Desde que foi identificado o esquema criminoso acerca de contratos da Petrobras, as investigações se expandiram, ganhando ramificações em outros estados (especialmente Rio de Janeiro, Distrito Federal e São Paulo) e já renderam condenação a 155 pessoas diferentes – algumas delas, mais de uma vez. As penas somadas dos condenados já chegam a 2.242 anos de prisão.
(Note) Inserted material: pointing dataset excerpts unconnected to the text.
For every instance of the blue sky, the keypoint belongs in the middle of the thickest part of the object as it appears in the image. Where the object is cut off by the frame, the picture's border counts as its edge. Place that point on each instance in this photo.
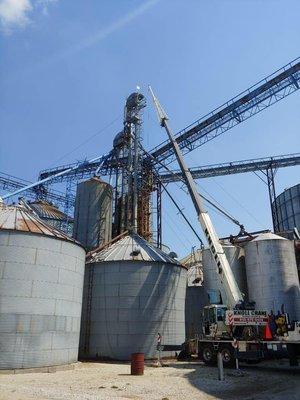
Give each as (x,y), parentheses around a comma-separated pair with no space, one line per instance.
(67,67)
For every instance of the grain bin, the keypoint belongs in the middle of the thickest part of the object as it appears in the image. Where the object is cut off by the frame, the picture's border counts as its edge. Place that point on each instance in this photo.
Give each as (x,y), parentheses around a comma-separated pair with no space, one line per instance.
(288,209)
(132,291)
(272,274)
(196,297)
(236,258)
(41,281)
(93,213)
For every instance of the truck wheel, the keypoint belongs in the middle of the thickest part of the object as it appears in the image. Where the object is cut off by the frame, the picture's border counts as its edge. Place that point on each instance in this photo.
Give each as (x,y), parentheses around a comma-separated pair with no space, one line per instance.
(208,355)
(228,356)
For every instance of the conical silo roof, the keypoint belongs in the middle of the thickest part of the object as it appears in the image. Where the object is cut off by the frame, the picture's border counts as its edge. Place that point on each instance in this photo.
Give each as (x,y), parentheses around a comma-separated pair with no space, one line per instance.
(131,247)
(22,219)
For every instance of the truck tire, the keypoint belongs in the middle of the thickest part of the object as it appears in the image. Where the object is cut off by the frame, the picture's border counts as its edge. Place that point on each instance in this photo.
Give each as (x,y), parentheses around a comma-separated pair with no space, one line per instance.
(207,354)
(228,357)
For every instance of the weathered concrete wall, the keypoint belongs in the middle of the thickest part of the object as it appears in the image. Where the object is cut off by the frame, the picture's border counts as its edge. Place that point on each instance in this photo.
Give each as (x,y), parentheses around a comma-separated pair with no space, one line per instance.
(93,213)
(196,299)
(41,281)
(272,275)
(131,303)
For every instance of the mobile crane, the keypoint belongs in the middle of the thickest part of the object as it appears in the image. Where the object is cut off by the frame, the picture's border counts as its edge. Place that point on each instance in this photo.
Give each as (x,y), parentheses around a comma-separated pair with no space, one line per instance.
(235,328)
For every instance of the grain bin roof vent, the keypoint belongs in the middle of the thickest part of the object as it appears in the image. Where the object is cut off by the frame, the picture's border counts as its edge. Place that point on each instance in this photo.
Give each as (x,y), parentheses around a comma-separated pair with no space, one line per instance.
(20,218)
(128,248)
(267,236)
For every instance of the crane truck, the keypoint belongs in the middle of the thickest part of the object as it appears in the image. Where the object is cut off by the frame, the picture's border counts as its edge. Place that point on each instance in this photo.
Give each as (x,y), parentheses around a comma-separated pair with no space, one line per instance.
(235,329)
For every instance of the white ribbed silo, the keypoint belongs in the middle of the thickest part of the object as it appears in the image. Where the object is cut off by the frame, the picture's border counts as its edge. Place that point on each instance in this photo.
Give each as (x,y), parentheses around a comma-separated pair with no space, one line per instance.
(93,213)
(211,279)
(132,292)
(41,282)
(272,274)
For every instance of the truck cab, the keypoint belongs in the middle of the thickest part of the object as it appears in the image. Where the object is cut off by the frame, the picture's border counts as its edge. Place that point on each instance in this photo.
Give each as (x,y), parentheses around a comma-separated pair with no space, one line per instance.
(214,321)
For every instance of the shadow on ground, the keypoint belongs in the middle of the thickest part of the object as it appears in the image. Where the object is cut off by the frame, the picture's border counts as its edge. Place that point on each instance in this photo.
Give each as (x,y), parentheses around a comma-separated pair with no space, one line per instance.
(264,381)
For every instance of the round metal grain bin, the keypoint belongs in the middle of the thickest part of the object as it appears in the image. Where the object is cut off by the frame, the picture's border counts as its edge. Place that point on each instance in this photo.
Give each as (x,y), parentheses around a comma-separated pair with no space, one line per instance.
(41,282)
(236,258)
(272,274)
(132,292)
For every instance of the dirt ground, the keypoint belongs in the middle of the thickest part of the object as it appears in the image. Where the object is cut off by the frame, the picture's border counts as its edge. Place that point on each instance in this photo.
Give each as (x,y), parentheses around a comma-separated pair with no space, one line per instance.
(184,381)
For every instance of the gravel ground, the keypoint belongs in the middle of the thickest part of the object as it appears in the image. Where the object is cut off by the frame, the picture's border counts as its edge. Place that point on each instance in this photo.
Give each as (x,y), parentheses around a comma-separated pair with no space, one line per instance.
(178,381)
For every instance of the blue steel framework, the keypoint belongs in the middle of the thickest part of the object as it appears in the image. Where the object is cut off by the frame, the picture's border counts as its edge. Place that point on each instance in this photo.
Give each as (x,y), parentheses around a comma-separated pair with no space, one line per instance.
(260,96)
(250,102)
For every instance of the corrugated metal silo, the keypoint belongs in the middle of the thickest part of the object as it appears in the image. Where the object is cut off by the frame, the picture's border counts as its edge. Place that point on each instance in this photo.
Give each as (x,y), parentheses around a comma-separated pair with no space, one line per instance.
(272,274)
(93,213)
(52,216)
(236,259)
(132,291)
(41,282)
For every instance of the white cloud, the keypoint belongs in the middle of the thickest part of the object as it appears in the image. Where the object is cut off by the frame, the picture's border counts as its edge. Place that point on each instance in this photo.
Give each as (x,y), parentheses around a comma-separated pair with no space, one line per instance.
(44,5)
(14,13)
(18,13)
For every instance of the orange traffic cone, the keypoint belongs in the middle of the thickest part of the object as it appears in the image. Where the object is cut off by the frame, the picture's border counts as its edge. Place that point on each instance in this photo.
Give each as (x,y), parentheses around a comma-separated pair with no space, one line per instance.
(268,333)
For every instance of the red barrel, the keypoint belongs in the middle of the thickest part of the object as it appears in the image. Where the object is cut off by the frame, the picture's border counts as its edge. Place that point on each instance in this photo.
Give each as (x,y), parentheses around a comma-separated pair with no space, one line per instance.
(137,363)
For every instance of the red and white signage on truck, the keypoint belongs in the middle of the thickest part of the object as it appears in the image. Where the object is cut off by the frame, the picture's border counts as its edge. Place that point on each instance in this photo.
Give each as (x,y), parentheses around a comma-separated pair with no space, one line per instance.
(246,317)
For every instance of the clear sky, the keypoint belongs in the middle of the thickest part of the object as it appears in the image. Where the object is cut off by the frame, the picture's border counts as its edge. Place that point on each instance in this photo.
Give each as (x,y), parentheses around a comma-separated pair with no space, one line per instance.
(67,67)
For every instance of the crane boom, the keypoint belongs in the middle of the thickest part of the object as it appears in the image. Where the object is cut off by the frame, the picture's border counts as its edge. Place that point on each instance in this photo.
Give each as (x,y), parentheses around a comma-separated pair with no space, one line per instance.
(233,293)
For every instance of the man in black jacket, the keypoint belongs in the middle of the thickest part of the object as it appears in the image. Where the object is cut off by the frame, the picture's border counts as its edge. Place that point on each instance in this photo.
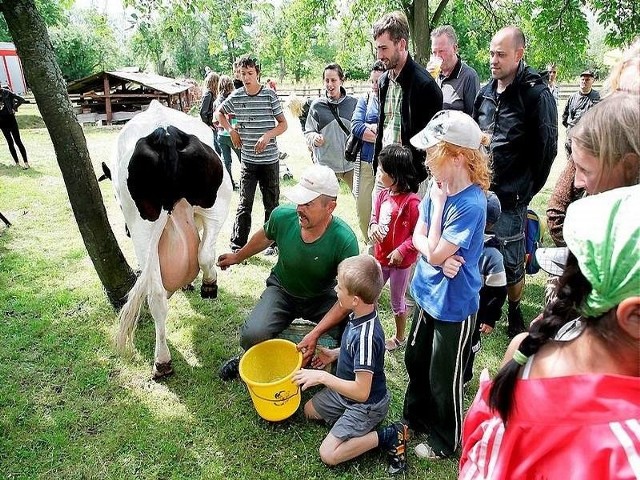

De acordo com balanço divulgado pelo Ministério Público Federal (MPF), as investigações já resultaram na recuperação de quase R$ 13 bilhões que haviam sido desviados por políticos e servidores públicos da Petrobras e de outras empresas públicas, em conluio com executivos de grandes empreiteiras. Foram 60 fases da operação até hoje, que ensejaram o cumprimento de mais de 300 mandados de prisão.

Figuras importantes do cenário político nacional foram condenadas e presas desde que a operação foi deflagrada. Ilustram esse ról nomes como o de  Eduardo Cunha (ex-presidente da Câmara, preso desde outubro de 2016), Sérgio Cabral (ex-governador do Rio de Janeiro, preso desde novembro de 2016), e a ‘cereja do bolo’, o  ex-presidente Luiz Inácio Lula da Silva (preso desde abril do ano passado).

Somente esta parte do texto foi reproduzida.